Jordan M. Cloyd, M.D., from Stanford University in California, and colleagues used the 2012 California Office of Statewide Health Planning and Development database to examine the impact of weekend on 30-day hospital readmission rates. Data were included for 266,519 patients with AMI, CHF, or pneumonia, of whom 22.5 percent were discharged on a weekend.

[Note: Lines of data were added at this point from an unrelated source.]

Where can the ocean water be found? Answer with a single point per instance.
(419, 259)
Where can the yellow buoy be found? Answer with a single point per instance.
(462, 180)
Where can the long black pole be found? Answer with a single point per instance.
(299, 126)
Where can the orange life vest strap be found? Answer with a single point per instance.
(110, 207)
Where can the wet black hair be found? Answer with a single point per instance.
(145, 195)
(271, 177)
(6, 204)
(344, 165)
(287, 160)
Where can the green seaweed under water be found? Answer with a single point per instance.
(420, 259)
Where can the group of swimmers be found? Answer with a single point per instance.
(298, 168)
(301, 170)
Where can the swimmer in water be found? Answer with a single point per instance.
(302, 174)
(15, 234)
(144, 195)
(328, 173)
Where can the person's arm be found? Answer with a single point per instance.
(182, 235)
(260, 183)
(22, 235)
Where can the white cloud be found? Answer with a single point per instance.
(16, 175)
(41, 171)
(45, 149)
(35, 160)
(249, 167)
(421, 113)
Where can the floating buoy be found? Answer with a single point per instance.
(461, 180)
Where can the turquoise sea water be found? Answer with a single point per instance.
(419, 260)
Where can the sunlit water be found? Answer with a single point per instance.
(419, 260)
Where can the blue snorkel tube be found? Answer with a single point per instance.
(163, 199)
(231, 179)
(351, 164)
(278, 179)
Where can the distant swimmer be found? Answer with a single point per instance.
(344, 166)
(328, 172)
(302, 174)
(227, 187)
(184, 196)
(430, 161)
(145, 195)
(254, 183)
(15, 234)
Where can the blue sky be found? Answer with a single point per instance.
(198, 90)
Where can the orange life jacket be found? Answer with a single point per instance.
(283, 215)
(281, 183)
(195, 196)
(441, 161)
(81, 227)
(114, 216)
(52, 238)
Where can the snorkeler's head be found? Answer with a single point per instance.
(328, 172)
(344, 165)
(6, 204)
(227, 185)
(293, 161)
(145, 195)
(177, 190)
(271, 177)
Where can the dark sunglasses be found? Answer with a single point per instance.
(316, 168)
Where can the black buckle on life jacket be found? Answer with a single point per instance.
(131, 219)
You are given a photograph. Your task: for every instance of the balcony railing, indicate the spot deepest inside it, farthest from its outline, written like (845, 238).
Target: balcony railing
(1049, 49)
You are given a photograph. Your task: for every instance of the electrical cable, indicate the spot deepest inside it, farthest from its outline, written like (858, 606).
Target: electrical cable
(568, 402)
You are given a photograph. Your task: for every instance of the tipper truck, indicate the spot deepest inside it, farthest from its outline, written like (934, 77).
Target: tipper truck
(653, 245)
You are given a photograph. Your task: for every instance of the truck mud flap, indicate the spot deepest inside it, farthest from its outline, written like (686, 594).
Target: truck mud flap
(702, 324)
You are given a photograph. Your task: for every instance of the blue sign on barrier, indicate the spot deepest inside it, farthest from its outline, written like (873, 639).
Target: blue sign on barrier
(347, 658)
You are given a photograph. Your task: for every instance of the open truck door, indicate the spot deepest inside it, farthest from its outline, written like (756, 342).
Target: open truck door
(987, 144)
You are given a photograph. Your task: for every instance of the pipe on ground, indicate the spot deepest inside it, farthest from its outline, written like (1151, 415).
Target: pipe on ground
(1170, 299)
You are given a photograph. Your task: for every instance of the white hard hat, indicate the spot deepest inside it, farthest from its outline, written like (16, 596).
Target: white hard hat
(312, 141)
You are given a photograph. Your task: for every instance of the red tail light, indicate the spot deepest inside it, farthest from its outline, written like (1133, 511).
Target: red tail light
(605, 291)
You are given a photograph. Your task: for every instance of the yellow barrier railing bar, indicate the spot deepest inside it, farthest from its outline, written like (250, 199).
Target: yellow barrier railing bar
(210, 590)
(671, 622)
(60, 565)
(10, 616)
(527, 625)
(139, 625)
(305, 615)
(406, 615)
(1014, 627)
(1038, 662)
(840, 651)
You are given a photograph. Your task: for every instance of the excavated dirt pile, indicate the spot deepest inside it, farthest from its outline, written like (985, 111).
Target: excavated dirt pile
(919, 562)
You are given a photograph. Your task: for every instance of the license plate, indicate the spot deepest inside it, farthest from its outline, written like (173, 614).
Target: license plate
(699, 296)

The researchers observed similar unadjusted 30-day hospital readmission rates for weekend and weekday discharges (AMI: 21.9 versus 21.9 percent; CHF: 15.4 versus 16.0 percent; pneumonia: 12.1 versus 12.4 percent). Weekday discharge correlated with longer length of stay and more frequent discharge to a skilled nursing facility. There was no association for weekend discharge with readmission in multivariable logistic regression models (AMI: odds ratio [OR], 1.02; 95 percent confidence interval [CI], 0.98 to 1.06; CHF: OR, 0.99; 95 percent CI, 0.94 to 1.03; and pneumonia: OR, 1.02; 95 percent CI, 0.98 to 1.07).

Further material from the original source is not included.